Halep's nine-match winning streak, including her title run at the Shenzhen Open two weeks ago, appeared to be in jeopardy, as Pliskova jumped to a 3-0 lead behind her typically solid serving. The top seed, on the other hand, was making too many errors and had a handful of double faults early.

But after staring down a break point and holding for 3-1, the momentum shifted completely to the Romanian, and would remain with her for the rest of the match. Halep hit a number of forehand winners in the next game to break Pliskova and get back on serve, and, suddenly, the Romanian went on a tear.

"I just was hoping to start to feel the rhythm," Halep explained. "Then after I took the first game, I said that I can come back."

A backhand winner down the line from outside the court let Halep break Pliskova again for a 4-3 lead, and after holding serve easily for 5-3, a forehand down-the-line winner in the next game gave Halep triple set point. Pliskova clocked a forehand winner to save one, but double faulted on the next to let Halep wrest a firm advantage from the No.6 seed.

Pliskova bemoaned losing her lead during her press conference. "I think it was huge, the game at 4-0 to go double break up," said the Czech. "It would be, not for sure, but most probably my set, the first one.

"I think she just plays always good against me, so I don't know where is really the problem," Pliskova continued. "I need to change something maybe for next time."

Halep had to save break points in the first game of the second set, but was able to extricate herself from the situation by moving the tall Czech around and forcing her into errors. Pliskova could not figure out how to adjust her game in order to counteract the exquisite defense and acute angles by the Romanian, and dropped serve in the next game to give Halep an early break advantage.

"I think she's just using my speed, that's the problem," said Pliskova. "I try to play fast, but I think she likes this. She doesn't have to give any power, like, into her shots. She just uses my speed. Then in the end, I'm the one who is running. It doesn't make sense," she said with a smile.

Pliskova held for 3-1 to stop the nine-game winning streak that Halep had put together, but the damage had been done. The Czech tried to power her way into extending the match, but her serve was off, and unforced errors were her downfall.

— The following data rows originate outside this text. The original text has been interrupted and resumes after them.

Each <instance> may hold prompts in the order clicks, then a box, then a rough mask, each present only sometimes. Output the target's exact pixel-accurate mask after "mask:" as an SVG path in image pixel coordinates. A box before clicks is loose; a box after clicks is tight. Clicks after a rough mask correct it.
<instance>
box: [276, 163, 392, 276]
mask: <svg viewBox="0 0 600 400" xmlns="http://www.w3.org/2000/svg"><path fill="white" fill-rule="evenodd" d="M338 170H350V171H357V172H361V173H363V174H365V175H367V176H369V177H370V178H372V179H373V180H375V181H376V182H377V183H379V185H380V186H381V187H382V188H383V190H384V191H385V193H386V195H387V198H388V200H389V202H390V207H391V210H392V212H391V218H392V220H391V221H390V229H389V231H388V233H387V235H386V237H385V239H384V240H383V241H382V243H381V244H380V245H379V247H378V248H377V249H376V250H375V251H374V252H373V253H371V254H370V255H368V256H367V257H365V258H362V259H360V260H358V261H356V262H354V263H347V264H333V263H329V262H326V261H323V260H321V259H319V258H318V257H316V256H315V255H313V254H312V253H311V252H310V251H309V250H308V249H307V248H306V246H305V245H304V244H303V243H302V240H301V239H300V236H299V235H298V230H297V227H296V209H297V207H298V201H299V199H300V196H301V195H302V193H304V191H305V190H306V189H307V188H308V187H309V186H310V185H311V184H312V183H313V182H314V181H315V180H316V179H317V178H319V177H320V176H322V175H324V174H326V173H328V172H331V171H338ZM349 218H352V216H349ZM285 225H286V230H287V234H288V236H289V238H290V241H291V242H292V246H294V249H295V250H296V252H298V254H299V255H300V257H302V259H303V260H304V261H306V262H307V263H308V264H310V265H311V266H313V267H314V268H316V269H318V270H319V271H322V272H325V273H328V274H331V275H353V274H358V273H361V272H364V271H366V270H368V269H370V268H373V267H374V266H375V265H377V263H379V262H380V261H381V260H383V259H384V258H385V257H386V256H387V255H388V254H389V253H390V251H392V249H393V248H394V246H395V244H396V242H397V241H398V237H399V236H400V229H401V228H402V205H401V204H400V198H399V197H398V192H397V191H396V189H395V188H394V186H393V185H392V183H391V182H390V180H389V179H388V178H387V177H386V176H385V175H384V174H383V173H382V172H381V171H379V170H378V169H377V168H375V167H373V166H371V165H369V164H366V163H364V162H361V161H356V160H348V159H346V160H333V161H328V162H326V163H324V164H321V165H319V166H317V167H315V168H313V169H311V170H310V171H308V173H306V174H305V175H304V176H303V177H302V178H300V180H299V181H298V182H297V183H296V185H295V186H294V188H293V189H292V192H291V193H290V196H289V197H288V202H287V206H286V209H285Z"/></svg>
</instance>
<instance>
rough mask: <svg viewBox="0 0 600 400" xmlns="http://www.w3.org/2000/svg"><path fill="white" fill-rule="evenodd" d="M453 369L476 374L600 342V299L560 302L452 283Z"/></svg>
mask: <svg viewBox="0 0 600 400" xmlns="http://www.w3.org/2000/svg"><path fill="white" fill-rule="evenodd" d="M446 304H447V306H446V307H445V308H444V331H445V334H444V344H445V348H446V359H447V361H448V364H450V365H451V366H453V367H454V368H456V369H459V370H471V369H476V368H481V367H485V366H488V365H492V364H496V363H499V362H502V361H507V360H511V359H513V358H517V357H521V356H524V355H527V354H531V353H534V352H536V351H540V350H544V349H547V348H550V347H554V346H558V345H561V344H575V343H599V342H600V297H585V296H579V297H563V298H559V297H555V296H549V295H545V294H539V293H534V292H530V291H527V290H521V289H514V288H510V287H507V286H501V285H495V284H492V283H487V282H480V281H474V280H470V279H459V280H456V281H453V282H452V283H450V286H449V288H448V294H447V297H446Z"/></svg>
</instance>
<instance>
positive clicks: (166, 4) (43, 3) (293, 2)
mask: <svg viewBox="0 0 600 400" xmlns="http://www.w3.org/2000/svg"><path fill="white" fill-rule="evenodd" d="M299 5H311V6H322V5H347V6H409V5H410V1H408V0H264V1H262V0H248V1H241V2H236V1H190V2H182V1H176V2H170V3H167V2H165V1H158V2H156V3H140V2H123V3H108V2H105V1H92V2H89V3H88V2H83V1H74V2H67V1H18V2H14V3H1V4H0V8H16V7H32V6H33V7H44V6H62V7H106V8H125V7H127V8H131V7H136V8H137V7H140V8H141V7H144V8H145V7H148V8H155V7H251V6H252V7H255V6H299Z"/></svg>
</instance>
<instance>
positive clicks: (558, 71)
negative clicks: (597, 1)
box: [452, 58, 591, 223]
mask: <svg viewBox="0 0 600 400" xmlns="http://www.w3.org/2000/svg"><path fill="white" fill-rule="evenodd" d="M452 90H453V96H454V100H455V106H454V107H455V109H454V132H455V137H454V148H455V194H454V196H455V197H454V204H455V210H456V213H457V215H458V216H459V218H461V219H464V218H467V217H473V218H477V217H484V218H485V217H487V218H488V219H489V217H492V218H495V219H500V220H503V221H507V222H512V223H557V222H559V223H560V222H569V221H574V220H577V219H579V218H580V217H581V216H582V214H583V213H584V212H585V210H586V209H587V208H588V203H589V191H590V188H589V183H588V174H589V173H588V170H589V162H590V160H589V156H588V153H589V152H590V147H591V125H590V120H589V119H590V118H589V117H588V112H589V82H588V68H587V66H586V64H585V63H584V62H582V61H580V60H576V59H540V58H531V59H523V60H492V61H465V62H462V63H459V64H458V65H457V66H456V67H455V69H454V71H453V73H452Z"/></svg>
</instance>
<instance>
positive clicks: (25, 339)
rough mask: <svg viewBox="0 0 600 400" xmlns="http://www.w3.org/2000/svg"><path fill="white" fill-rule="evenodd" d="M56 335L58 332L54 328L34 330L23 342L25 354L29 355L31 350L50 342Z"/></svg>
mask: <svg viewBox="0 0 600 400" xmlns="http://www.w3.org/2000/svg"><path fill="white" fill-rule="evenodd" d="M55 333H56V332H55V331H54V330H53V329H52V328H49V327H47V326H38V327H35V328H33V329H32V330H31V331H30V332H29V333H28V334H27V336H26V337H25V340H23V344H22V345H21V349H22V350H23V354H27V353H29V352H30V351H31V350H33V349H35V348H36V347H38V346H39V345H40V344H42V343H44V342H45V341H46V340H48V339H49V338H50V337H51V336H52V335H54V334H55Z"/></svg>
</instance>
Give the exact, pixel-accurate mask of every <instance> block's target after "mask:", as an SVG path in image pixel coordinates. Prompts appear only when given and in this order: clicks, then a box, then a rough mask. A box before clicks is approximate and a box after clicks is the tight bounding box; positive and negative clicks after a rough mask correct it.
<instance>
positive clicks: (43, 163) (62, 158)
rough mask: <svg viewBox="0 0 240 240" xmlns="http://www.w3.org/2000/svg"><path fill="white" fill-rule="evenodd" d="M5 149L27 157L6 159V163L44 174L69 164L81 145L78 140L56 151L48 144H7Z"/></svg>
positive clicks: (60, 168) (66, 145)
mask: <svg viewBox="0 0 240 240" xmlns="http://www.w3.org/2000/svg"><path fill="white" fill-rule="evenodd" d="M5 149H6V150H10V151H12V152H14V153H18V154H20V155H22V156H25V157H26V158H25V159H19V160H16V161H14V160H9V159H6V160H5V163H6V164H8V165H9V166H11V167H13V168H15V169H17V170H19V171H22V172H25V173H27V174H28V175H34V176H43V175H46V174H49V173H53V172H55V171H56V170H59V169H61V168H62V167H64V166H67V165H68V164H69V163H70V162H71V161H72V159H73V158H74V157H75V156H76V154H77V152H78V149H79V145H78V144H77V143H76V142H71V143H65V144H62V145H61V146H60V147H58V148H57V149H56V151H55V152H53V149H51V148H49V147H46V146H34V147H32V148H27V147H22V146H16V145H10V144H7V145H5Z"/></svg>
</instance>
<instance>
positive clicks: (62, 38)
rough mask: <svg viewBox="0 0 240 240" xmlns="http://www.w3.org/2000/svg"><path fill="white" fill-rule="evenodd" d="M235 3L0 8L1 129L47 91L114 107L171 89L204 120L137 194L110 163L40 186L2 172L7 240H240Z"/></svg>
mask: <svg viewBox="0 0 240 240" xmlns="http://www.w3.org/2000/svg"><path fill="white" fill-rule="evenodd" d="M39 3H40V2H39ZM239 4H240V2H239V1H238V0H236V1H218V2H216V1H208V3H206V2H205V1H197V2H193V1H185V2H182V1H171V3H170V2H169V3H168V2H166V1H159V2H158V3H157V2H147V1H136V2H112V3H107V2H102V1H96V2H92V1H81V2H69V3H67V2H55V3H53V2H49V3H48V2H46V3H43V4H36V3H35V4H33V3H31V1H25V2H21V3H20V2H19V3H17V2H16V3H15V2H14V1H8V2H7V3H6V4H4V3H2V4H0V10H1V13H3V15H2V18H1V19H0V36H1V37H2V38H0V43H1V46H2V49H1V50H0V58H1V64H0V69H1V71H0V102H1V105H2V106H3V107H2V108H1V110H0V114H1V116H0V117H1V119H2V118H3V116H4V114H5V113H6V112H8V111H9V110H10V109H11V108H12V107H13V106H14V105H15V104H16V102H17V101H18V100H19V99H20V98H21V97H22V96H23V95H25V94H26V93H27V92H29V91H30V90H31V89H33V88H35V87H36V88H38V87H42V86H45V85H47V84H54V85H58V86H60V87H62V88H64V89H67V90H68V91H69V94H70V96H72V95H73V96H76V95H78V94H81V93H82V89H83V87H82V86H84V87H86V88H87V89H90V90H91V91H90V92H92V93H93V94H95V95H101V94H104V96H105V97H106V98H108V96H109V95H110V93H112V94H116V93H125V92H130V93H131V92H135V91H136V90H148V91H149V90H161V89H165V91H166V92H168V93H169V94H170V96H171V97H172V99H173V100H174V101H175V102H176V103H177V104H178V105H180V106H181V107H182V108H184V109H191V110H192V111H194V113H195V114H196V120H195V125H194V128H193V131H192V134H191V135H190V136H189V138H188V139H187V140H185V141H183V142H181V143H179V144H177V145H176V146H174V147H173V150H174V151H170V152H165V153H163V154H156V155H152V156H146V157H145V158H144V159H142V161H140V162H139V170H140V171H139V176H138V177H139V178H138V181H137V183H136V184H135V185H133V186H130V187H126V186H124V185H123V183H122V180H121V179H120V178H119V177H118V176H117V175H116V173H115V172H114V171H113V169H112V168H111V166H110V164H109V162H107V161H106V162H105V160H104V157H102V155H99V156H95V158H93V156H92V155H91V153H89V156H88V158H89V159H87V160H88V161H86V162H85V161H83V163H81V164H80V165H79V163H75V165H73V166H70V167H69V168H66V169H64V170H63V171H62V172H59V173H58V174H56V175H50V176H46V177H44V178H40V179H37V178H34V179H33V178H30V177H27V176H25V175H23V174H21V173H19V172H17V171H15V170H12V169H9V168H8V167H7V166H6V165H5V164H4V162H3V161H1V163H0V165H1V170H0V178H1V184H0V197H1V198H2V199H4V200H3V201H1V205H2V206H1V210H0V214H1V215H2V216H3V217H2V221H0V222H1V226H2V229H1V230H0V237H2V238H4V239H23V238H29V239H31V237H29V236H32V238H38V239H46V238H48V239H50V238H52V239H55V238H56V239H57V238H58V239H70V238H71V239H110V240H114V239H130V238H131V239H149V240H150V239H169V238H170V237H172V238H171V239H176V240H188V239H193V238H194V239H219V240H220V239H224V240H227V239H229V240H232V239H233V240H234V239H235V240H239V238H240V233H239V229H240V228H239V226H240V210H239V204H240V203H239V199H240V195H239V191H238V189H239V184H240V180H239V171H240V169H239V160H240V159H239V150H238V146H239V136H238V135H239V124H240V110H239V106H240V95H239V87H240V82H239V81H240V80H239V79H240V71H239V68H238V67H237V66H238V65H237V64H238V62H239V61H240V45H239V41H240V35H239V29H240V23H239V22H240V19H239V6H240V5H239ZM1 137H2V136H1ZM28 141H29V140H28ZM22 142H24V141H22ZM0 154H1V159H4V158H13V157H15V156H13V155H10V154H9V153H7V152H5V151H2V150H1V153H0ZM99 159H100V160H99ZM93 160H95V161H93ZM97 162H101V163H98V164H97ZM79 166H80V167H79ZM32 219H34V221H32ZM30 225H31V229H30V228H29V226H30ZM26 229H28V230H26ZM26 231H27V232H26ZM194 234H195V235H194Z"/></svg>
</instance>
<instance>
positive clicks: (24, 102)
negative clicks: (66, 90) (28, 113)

Halep said the run of games "gave me confidence that I can finish the match in that way. But still when you win so many games in a row, it's a bit of danger there. I had to stay very focused. I knew that at 4-1, even if I lost that game, I have to take the next one, which I did. [It] was great."

At 5-2, a forehand miscue from Pliskova gave Halep a break point which doubled as match point, and a final forehand error by the Czech into the net sent Halep into the semifinals.

Despite stating that Halep has a handle on her game, Pliskova does not think the Romanian will go much further. "Every match is different story -- I don't think she's going to win it," said Pliskova. "I think Kerber is better now."

As for Halep, she will feel pleased with her semifinal appearance after surviving an injury scare in her opening match, and multiple match points against her in the third round versus Lauren Davis.

"After that [Davis] match, I said that it was a huge win for me," Halep told the press. "Also for this tournament, also in general, because I could resist those tough moments during the match. Also I could see that my ankle is okay, to run and to play so long. I got a lot of confidence."

"Also I got a little bit of, you know, courage to go forward, it doesn't matter the score," Halep continued. "I think that match was really important for me. Also, it's the beginning of the year, and I have so many months ahead. I'm ready and I feel stronger now mentally."